Altengruppen für Zusammenhalt und Existenzsicherung

Auch in den umliegenden „hosting villages“ ist HelpAge tätig. Wir besuchen eine Seniorengruppe, die mit Hilfe von HelpAge ein Schwein und einige Hühner kaufen konnte. Gemeinsam wurde ein Stall für die mittlerweile fünf Schweine gebaut und zurzeit errichten sie ein Zaun um das Gelände herum, damit die Hyänen nachts abgewehrt werden können. An der Arbeit rund um die Tiere muss sich jeder beteiligen und jedes Mitglied zahlt monatlich 1000 tansanische Schillinge (ca. 40 Cent) ein, damit Futter und Medikamente für die Tiere gekauft werden können. Stolz berichten sie uns, dass sie erst noch weitere Ferkel abwarten wollen, bis sie die ersten Tiere verkaufen wollen.
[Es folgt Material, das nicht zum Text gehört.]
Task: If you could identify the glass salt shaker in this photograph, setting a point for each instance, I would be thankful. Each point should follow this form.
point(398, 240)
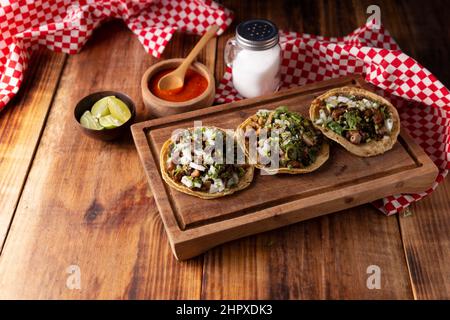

Die meisten dieser Senioren kannten sich nicht, bevor HelpAge diese Gruppe initiiert hat. Wir spüren einen starken Gemeinschaftssinn, den Willen etwas gemeinsam zu erreichen und auch die Überzeugung dies zu können.



Beim gemeinsamen Abschiedsessen gibt es das, was wir die ganze letzte Woche jeden Tag genossen haben: Reis, Kasava, Kochbananen und Hähnchen. Die Zeit in Tansania verging wie im Flug und kam uns doch sehr lang vor, weil wir so unglaublich viele Eindrücke gesammelt haben. Diese werden uns noch lange beschäftigen.